What caught my eye, though, was the lantern Dad is reaching for. It’s one of at least two carbide lanterns we owned. (Click on the photos to make them larger.)

What’s a carbide lantern?

They were one of the most common sources of light for miners and coonhunters. There’s a good explanation of carbide lanterns on Mother Earth News.

I’m pretty sure we bought the lanterns at Beard’s Sport Shop. They were simple devices. They consisted of a super-bright reflector attached to a device that contained two chambers. You put water in the top chamber and calcium carbide in the lower chamber. When you dripped water onto the carbide, it would emit acetylene gas – the same stuff you use mixed with oxygen for welding. A wheel flint, like on a cigarette lighter, would provide a spark to ignite the gas. No matches required.

Calcium carbide was available in just about any hardware store when I was a kid. We kept ours in a big glass jug with a wide mouth. It looked like gravel. In fact, we’d freak out new campers by putting some on the ground and pouring a little water on it.
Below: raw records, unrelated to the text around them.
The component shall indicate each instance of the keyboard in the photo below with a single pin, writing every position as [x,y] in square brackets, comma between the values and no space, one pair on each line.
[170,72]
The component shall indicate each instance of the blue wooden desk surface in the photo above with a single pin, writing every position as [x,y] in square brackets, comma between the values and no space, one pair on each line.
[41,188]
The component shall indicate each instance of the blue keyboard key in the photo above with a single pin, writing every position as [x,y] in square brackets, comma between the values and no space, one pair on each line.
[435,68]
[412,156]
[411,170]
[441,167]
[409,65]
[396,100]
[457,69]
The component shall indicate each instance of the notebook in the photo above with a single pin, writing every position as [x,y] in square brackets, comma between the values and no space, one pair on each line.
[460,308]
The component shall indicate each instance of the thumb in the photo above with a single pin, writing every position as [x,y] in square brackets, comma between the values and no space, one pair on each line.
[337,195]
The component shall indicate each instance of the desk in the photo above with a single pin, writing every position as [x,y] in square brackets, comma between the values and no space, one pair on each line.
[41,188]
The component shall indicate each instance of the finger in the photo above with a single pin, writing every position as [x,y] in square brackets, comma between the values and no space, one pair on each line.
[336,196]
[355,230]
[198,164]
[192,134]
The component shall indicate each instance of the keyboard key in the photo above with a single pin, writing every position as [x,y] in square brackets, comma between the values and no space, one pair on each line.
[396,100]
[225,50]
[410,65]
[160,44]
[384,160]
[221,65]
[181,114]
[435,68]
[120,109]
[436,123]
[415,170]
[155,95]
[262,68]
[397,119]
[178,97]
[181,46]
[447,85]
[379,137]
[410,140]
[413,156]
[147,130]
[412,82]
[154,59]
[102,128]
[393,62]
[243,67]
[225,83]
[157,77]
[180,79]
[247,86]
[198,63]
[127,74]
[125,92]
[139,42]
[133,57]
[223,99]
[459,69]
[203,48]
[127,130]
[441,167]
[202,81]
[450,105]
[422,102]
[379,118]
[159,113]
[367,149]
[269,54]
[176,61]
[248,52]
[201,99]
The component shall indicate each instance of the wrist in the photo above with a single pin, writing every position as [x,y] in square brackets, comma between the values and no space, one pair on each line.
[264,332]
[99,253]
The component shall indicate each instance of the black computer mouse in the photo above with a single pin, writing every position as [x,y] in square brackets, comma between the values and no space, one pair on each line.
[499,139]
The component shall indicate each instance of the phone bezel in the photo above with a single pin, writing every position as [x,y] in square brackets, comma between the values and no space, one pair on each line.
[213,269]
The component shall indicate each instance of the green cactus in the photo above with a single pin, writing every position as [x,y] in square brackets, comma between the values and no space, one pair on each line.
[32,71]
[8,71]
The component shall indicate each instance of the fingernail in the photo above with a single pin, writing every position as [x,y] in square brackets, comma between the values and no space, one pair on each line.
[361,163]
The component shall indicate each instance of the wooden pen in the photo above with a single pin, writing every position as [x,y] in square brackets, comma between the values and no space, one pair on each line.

Casually pitching a match in the general direction of the brew, we’d warn them that you had to be careful where you built your fire because the gravel around there would burn. POOF! They’d spend an inordinate amount of time trying to light rocks until you clued them in.

The highly efficient reflectors would throw a beam a long way. If you cut back on the water drip, they’d burn for hours. The only catch was that they emitted a lot of soot that would clog the gas passage. They were great when they worked, but I always found them a pain to keep burning.

Carbide lanterns are hard to find these days. There was only one listing for carbide lanterns on Amazon. This caver site has some good information on how to buy a used lantern.